Manufacturing needs more women in leadership positions a panel of human resources professionals said during a panel discussion at the South-Tec Manufacturing Conference in Greenville.
Bringing more women into companies such as BMW in Greer requires focusing students on math, engineering and science, human resources professionals say. (Photo/BMW Manufacturing Co.)
When companies have more women in leadership positions, there is more inclusiveness in those companies,” said Cheryl Thompson, founder of Lead One, Lead All, an organization that promotes bridging the gender gap in manufacturing, and the moderator of the panel discussion. “You really need women in the workplace to identify with the customer base.”
Thompson, a former engineer with Ford Motor Co., said men “want us at the table.”
Getting women into leadership positions within the industry could begin with getting more women involved in engineering, she said. That starts with introducing more students to science, technology, engineering and math careers in high school.
“There is so much technology out there, and everyone wants to work in high-tech fields, but manufacturing offers that now,” said Laura Dewitt, global practice consultant for Kelly Services. “There just has to be education to show people that.”
Lynn Kier, vice president of marketing and communication for Schaeffler Group USA Inc. in Fort Mill, said getting women involved means showing them career options.
“We show the parents that manufacturing isn’t what it once was,” Keir said. “There isn’t just one path to success, there are many paths.”
SME, a group that works to promote the manufacturing industry, recently started a program working with 44 high schools across the country to help educate students, parents and community leaders about manufacturing.
Meghan Shea-Keenan, workforce development program analyst for SME, said the high school program is about showing the benefits of working in manufacturing to high school students.

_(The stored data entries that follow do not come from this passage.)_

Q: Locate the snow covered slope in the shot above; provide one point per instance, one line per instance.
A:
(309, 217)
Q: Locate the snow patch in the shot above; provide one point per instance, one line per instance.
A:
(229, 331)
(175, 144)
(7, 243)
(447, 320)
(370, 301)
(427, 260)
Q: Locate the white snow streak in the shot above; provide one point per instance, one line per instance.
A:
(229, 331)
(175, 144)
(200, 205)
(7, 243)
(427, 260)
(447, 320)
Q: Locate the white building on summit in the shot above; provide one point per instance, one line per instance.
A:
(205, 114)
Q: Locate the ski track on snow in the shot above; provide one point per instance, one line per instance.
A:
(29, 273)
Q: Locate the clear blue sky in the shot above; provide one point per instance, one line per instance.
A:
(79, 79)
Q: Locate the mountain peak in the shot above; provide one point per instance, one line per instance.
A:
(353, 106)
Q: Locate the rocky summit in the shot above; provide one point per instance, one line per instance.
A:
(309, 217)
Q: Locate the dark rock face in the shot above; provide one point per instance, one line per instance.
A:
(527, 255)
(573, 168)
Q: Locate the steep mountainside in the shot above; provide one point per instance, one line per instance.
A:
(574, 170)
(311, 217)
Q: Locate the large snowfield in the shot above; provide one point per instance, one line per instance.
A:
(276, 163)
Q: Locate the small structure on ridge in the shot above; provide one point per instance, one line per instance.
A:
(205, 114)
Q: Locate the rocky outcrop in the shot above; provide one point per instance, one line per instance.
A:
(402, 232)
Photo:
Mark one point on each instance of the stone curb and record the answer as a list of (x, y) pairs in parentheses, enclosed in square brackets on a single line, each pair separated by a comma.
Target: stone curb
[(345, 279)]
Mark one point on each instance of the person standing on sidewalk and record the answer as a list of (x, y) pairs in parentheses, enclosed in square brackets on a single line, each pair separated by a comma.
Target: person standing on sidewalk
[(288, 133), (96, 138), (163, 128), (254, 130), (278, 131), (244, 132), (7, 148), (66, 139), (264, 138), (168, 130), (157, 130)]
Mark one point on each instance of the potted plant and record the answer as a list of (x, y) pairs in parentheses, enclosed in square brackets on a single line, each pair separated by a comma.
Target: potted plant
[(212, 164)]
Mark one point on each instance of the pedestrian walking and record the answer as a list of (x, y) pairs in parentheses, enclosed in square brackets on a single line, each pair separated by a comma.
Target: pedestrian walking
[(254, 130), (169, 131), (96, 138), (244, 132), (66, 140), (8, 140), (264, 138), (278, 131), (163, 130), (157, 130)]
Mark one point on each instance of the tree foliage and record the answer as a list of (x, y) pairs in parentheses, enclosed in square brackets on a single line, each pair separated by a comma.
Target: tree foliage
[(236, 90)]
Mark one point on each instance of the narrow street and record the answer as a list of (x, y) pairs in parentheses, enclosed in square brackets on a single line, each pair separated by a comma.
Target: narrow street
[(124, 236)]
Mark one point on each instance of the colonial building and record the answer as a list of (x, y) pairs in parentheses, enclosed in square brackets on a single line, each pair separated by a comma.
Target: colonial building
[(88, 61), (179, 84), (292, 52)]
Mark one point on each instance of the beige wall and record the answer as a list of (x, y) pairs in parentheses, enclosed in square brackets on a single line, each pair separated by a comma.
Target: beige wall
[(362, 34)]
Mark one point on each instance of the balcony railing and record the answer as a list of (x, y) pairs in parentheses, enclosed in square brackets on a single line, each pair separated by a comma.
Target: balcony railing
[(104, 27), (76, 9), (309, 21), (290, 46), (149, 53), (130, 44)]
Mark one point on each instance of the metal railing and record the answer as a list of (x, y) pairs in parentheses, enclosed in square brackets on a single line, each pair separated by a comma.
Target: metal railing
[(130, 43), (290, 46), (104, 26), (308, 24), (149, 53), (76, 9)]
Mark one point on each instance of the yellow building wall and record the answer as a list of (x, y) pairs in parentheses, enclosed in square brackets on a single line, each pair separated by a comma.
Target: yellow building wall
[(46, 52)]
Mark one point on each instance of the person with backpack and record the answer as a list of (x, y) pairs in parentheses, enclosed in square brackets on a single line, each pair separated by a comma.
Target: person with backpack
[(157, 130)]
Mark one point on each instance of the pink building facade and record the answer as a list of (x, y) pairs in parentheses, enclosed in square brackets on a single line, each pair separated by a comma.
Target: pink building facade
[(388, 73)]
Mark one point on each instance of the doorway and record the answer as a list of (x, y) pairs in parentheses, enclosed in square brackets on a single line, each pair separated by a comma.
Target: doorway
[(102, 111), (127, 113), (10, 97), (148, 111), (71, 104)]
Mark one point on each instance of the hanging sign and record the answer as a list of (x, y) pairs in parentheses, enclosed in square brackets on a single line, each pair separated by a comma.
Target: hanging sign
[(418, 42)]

“Throughout that entire ecosystem, there is that engagement that shows students there are jobs out there and companies do want to hire for those jobs,” Shea-Keenan said.
Panelists said manufacturing companies also can provide mentors, invest in training and create more flexible work policies for all employees to bring more women into the industry.
“The environment has to be more open to diverse policies that work for everyone,” Kier said. “The more diverse the group of people making the policy, the more open and attractive the workplace may be.”